I've included a couple more pics nicked off the net since they're worlds better than what I have to offer from my little Nikon.  The second one should look familiar because it's the rooftop terrace of the house where I took Annie and Claire's picture seen above.  The first shot is of the front facade.  It was quite the unique structure and it makes you wonder about the mind of Mr. Gaudi.

Based on the pic below, you would have thought we were in Italy.  Virtually every block in Barcelona had a gelato shop.  Some of it was excellent, while some of it was only fit for the nearest garbage can.  Annie is showing us how the ladies fashioned her chocolate gelato into a flower.  Presh!

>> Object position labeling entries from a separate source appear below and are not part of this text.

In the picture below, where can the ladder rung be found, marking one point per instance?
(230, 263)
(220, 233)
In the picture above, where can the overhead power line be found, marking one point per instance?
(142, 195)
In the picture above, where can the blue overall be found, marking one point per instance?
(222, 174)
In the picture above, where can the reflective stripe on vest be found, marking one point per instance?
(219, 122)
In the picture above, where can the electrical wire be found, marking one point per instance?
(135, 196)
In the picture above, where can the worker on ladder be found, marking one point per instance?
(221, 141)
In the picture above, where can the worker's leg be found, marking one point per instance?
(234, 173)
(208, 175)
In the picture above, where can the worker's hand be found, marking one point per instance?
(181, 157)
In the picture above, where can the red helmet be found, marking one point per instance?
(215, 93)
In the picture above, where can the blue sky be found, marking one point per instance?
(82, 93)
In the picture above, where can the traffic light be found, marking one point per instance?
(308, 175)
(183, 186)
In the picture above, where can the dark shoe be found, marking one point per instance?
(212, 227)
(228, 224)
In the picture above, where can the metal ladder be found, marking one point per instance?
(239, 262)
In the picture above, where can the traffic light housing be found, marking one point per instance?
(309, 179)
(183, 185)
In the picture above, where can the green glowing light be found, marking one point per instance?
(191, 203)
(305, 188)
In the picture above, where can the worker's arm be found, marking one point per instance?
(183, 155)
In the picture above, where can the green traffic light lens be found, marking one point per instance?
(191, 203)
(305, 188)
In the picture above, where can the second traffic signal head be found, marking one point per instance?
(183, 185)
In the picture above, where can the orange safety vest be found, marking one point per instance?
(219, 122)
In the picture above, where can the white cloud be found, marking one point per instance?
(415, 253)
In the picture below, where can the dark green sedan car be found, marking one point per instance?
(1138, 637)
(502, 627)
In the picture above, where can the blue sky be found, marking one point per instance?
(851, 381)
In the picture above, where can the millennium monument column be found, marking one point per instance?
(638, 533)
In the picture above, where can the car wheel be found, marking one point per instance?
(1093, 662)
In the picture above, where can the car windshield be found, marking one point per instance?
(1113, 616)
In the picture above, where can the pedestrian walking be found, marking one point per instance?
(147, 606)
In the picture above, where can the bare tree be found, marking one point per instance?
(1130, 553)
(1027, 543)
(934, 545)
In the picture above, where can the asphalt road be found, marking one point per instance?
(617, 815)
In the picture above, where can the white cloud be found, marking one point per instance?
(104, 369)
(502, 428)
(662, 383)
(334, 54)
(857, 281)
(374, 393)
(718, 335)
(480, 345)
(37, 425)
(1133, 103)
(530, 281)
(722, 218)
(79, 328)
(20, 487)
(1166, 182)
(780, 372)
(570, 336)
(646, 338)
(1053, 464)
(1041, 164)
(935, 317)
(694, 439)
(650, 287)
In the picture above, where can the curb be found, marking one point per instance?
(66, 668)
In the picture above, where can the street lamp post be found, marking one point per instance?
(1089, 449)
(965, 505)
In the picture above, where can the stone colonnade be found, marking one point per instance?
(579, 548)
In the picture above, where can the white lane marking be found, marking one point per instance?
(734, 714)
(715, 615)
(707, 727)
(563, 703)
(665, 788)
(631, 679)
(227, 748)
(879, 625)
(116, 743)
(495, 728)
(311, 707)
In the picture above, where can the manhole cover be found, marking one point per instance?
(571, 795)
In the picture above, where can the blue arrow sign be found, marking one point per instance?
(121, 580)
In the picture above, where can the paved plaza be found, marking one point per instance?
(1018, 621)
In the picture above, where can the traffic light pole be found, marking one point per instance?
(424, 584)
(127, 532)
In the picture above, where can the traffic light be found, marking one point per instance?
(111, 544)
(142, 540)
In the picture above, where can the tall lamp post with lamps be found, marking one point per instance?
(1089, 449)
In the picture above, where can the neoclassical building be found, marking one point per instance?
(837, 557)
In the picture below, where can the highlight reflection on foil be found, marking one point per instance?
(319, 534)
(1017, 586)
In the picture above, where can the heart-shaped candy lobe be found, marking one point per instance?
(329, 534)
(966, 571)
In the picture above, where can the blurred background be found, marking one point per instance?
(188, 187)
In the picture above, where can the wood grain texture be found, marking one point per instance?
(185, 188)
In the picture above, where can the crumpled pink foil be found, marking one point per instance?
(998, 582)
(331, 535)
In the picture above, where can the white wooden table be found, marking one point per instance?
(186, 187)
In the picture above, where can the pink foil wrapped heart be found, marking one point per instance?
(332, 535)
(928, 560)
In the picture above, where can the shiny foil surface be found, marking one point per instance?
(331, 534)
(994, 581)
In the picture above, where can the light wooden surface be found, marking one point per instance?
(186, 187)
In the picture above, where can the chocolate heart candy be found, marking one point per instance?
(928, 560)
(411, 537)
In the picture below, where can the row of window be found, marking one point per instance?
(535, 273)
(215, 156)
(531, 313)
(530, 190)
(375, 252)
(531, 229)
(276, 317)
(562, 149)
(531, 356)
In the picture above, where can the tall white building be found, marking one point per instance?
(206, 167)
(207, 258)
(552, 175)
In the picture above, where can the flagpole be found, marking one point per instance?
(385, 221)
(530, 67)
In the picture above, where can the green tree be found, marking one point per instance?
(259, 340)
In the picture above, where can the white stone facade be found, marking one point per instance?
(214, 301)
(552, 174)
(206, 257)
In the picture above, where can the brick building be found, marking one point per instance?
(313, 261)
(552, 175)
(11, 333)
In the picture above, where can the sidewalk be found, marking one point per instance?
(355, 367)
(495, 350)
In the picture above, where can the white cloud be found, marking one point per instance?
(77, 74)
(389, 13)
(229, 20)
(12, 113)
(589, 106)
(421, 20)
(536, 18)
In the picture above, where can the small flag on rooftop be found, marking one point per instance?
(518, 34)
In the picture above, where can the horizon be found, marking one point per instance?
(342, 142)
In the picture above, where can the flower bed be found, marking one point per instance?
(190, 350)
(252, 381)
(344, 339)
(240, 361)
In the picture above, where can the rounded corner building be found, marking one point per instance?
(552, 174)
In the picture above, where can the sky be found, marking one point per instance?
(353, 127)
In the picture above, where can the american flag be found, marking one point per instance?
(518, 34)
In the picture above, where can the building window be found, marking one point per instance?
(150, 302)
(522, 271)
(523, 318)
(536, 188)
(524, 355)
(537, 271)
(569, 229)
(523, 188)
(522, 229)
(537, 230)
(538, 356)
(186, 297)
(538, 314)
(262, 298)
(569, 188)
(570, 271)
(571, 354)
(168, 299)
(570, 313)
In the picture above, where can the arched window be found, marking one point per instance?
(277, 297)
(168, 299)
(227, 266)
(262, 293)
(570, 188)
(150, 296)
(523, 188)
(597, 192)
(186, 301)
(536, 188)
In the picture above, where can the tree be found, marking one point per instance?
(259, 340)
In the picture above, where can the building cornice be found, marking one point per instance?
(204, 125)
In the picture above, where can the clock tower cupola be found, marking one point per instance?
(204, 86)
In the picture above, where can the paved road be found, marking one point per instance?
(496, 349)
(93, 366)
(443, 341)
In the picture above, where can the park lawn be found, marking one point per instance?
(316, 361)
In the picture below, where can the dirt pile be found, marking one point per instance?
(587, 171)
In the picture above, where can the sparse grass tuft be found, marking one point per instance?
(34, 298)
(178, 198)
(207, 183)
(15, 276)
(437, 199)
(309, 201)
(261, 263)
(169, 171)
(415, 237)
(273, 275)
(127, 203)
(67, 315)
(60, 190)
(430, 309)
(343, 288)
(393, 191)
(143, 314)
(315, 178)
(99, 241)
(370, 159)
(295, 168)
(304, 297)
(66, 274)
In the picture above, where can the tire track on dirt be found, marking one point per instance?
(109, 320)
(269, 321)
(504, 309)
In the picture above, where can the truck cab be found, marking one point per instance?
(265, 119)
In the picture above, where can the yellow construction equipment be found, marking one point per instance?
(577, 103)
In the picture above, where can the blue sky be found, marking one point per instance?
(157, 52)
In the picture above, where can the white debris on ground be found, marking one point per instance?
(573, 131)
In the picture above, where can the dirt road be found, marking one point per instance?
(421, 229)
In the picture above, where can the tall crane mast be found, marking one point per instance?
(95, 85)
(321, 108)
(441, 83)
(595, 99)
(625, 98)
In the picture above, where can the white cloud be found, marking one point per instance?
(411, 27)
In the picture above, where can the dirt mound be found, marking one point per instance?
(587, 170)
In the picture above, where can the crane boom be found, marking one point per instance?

Barcelona is famous for La Rambla, a street leading from Placa Catalunya to the Med with a pedestrian mall running down the center.  Our guidebooks warned us that it was pickpocket central, so we were all sporting Vera B crossbody purses.  I just love the VB pattern in the pic below because it goes with everything.  Imagine that - another pic of me where I'm totally unawares, though at least I'm not looking like a total freak.

At the top of La Rambla is a public drinking fountain.  It seems Barcelona has their own little myth a la the Trevi Fountain in Rome.  The story goes that if you drink from this fountain, then you will one day return to Barcelona.  Heaven forbid that we go thumbing our noses at the travel gods by not taking a sip, so the girls partook of the water.  Which, by the way, tasted really icky according to their well-developed teenage palates.  And did you see the VB hipster Annie is wearing in yet another cool pattern?  I so need to contact their PR folks and get on the payroll for my efforts to expose the whole European continent to their line of goods.

About halfway down La Rambla, you hit La Boqueria.  This is a large public market that originated several centuries ago.  Here is my eldest, looking all gangsta or maybe mafiaesque in her hat and shades.  I admit it - I'm just jealous because she can wear leggings and look cute while my thighs would resemble overstuffed sausage casings.  I have a firm belief that if you need to purchase leggings in any size involving double digits, then you should probably just stick with jeans.

But I digress.  The now-permanent stalls of La Boqueria were filled with vendors hawking fruits, veggies, cheeses, olives, meats, spices and freshly prepared meals.  It was a great place to grab a quick bite to eat as long as you didn't mind consuming it on your feet.  They had a zillion different fresh fruit juice concoctions that looked like a rainbow all lined up in ice.  

The most impressive thing I saw in Barcelona was Gaudi's magnum opus, the Sagrada Familia.  It has been under construction since before Gaudi died in 1926.  Churches are kinda like bellybuttons - every city, town, hamlet or wide spot in the road has one.  However, this church was quite distinctive, particularly the interior.  All of the columns were leaning and it reminded me of a cave.

We enjoyed our time in Barcelona, eating tapas and doing a bit of shoe shopping along the way.  It can't always be about historically significant things, especially when it's a group of ladies without their menfolk.  My significant other would have had a fit when we spent a good chunk of time nosing through that scarf store.  Or the cool leather place with purses and these darling ballerina flats in every color of the rainbow.  That was all they sold - handmade Spanish leather flats.  He would have needed a straight jacket when we hit that third shoe store, or was it a fourth one, admiring the rows and rows of strappy sandals and chunky wedges.

The girls seemed to really enjoy themselves.  I ran across the following pics when I was looking for some to include in this blogpost.

What's with the foot/shoe pics?  My daughter takes pics of her feet while she captures shots of my funky ears or wide load butt for posterity?  

Yes, folks that would be cava (sparkling wine produced in northern Spain), which is totally legal for 16-yr-olds to sip in Europe.  So Menja be, caga fort i no gintuis por a la mort!  This is a traditional Catalan toast that loosely translates into English as eat well, poop strongly and do not be afraid of death.  How about we just stick with Cheers to our fabulous stay in Barcelona.